Ben de içeri girip yerime oturduğumda çok şaşırdım. Çünkü 15 bin kişilik salonun büyük bir kısmı doluydu. Resmi rakamlara göre maçı yaklaşık 11 bin 500 kişi izlemiş. Bu detayı aktarmamın sebebi ise şu: Buraya geldiğimden beri basın-yayın organlarında en çok tartışılan konu, tribünlerdeki boş koltuklardı.

Organizasyondan yapılan açıklama, medya mensupları, sponsorlar ve oyuncu ailelerinin müsabakalara iştirak etmemesi nedeniyle bu alanların boş kaldığı yönündeydi. Hatta yetkililere ayrılan bazı biletler, yeniden halka satışa çıkartılmıştı.

Dün medya mensuplarına ve ailelere ayrılan kısım çok dolu değildi.

'Yanlış hattasınız, hemen inin'

Hatta bu yerlere askerler oturmuştu. Ancak izleyicilere ayrılan yerler neredeyse tamamen doluydu. Ayrıca çok fazla sayıda Türk taraftar vardı. Maç boyunca ellerinde bayraklarla takıma inanılmaz destek verdiler. Hatta maç sayısından önce bütün salonda “Türkiye” tezahüratları net bir şekilde yankılandı.

Ben de maçı TMOK Başkan Yardımcısı Hasan Arat, eşi ve Tenis Federasyonu Başkanı Ayda Uluç’la birlikte maçı izledim. Herkes çok heyecanlıydı.
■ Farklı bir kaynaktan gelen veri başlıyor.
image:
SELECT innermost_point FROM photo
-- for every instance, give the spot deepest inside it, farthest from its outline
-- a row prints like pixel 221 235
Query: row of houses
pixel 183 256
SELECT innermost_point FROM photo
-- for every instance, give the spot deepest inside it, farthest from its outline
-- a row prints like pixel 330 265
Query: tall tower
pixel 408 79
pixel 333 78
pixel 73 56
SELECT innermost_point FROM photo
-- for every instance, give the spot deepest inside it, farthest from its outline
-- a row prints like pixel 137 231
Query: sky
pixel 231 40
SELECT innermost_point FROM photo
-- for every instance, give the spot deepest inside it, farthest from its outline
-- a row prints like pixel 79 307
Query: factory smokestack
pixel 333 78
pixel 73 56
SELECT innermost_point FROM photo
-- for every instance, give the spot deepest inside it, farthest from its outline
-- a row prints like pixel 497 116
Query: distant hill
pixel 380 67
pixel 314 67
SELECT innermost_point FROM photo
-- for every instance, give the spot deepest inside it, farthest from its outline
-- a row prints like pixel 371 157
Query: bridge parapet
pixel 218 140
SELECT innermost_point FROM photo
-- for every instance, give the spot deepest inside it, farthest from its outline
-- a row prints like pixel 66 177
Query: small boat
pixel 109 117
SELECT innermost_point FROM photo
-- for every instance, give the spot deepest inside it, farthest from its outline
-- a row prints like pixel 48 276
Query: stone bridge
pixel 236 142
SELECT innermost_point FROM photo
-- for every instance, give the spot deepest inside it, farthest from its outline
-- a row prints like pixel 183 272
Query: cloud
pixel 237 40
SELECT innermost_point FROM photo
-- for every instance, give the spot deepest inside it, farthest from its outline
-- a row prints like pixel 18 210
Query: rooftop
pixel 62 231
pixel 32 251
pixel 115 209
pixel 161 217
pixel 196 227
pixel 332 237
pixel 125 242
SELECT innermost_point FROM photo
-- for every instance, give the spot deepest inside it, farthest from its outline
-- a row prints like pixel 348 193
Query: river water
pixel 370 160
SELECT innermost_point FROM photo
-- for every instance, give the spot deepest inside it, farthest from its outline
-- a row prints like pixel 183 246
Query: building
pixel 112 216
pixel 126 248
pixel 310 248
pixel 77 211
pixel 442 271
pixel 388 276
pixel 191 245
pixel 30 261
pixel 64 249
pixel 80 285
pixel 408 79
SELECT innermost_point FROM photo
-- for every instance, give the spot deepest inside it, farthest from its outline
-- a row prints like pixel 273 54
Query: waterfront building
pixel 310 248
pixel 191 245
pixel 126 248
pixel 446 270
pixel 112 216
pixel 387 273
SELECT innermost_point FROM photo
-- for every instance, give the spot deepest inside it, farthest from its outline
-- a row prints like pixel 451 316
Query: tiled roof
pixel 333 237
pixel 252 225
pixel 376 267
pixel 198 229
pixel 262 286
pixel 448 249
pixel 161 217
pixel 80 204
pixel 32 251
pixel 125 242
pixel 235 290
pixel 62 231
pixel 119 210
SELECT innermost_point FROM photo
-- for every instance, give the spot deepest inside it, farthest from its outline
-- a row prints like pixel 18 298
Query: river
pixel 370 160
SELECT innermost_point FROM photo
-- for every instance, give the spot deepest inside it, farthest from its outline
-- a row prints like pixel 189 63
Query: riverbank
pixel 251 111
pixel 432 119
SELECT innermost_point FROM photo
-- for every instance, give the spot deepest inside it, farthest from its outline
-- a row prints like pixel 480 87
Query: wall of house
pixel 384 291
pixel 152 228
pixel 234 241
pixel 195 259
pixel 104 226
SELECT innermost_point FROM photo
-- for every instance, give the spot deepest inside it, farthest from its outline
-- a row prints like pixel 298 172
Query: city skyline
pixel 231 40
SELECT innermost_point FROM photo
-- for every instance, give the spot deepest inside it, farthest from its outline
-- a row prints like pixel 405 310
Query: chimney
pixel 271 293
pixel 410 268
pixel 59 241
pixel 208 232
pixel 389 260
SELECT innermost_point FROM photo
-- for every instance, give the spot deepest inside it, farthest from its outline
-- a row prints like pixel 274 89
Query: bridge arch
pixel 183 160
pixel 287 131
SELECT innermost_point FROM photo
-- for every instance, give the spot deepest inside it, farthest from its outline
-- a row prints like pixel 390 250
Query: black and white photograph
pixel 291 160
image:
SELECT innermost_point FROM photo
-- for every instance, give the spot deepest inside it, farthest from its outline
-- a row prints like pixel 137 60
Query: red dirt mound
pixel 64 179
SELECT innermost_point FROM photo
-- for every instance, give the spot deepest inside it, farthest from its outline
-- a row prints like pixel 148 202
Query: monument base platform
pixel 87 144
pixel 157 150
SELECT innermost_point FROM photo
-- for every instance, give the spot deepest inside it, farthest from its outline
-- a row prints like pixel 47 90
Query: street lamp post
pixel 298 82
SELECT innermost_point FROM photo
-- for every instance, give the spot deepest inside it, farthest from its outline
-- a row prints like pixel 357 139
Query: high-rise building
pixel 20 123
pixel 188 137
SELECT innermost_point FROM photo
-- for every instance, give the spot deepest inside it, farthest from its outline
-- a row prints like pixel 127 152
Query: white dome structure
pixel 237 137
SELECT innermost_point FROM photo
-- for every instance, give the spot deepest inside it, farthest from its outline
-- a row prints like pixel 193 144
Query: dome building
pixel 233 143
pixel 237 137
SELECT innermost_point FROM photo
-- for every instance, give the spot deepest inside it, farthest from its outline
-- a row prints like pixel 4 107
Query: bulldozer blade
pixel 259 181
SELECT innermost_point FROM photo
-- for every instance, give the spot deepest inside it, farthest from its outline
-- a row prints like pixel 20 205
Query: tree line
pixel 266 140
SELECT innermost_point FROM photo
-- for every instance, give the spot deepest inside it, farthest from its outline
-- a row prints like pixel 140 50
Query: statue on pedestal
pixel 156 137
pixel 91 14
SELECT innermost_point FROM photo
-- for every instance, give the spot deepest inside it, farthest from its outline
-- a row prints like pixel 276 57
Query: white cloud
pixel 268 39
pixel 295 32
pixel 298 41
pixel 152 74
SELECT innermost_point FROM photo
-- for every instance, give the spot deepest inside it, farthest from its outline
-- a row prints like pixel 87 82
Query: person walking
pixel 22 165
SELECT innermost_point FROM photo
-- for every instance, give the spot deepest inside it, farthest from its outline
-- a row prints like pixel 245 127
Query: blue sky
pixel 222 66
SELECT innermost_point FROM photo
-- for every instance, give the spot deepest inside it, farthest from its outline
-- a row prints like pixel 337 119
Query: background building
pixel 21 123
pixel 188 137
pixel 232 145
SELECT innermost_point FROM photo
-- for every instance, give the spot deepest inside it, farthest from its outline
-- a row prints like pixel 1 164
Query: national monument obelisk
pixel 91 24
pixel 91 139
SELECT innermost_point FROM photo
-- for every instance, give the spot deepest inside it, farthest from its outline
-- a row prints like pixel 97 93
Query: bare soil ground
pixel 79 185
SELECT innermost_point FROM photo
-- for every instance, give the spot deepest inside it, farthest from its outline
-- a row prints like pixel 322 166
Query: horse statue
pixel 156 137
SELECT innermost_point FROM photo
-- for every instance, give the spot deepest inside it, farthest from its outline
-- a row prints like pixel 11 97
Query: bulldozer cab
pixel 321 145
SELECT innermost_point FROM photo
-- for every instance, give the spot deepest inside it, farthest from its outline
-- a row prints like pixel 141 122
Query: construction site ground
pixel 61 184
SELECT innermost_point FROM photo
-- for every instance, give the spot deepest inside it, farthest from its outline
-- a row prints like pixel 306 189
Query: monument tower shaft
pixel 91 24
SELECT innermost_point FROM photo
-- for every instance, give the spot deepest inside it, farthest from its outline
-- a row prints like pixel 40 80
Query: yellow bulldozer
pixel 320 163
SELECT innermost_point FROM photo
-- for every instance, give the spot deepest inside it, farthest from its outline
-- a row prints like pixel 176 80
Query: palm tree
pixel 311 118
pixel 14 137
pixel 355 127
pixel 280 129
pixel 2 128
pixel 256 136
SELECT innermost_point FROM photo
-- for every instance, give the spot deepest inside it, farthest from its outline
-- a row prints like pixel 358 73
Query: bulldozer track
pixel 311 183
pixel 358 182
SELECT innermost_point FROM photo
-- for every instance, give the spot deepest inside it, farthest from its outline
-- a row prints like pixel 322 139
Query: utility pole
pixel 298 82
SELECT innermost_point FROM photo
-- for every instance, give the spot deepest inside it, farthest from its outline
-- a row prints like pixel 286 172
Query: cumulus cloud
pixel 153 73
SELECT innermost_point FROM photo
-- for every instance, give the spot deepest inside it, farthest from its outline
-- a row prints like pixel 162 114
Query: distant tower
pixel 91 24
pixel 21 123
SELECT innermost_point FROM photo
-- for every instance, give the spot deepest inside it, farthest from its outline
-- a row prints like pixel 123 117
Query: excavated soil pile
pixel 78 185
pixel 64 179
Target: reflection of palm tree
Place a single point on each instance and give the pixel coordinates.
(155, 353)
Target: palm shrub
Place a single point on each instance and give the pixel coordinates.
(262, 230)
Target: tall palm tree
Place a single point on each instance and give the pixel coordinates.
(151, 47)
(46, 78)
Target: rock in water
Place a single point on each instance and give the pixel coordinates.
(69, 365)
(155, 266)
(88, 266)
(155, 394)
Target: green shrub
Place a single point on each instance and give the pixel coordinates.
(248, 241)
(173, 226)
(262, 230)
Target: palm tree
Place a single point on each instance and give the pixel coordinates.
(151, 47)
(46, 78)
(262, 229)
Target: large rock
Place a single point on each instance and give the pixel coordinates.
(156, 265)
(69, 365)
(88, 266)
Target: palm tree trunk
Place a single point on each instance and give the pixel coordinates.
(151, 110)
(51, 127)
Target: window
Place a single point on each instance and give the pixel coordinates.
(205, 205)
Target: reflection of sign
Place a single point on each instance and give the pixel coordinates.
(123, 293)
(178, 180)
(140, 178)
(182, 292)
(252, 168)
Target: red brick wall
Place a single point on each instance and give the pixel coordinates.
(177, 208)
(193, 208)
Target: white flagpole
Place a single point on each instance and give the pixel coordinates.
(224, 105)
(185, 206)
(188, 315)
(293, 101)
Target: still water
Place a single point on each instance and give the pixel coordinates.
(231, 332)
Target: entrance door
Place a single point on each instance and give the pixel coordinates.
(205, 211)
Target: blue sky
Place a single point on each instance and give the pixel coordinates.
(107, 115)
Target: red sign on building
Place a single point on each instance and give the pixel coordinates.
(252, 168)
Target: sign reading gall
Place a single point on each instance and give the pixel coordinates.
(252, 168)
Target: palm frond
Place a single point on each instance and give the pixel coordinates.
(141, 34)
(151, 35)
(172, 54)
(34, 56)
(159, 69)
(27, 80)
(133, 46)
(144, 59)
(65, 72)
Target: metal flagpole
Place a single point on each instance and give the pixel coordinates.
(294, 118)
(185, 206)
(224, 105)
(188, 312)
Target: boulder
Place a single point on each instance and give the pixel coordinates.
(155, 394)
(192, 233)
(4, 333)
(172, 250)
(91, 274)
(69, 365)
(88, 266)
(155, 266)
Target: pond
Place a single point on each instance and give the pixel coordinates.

Milliler turnuvaya istedikleri gibi başlayamamış, iyi bir oyunun ardından madalya favorilerinden Brezilya’ya 3-2 yenilmiş, ardından Çin Halk Cumhuriyeti’ne 3-1 mağlup olmuştu.

Bu maç çok önemliydi ve takım 25-20, 25-12 ve 25-21’lik setlerle Sırbistan’ı 3-0 yenmeyi başardı. Maçtan sonra oyuncular çok mutluydu ve bu galibiyetin kendilerine çok büyük bir moral olduğundan bahsettiler.

Gerçekten de maç çıkışı herkes çok keyifli görünüyordu.

Bazı oyuncuları aileleriyle yemeğe giderken gördüm. Bazı oyuncularla ise metroda karşılaştım.

Son anda merdivenlerden koşarak inip platformda bekleyen metroya kendilerini attılar.

Ancak o anda aralarından biri metronun Harrods’a gidip gitmediğini sordu.

Görevli “yanlış hattasınız, hemen inin! Piccadilly hattına gideceksiniz” diye seslenince, kapıların kapanmasına saniyeler kala kendilerini dışarı attılar. Bu duruma çok gülüp eğlendiklerini söyleyebilirim.

Günün üzücü yanı Eda Erdem’in maçta sakatlık yaşaması oldu.

Güney Kore maçında oynamayacak gibi görünüyor ama Amerika Birleşik Devletleri maçına yetiştirilmeye çalışılacak. Umarım en kısa zamanda sağlığına kavuşur.

Şimdilik Batı yakasından gelişmeler böyle.

Umarım bir sonraki yazıda da güzel haberler aktarmak kısmet olur.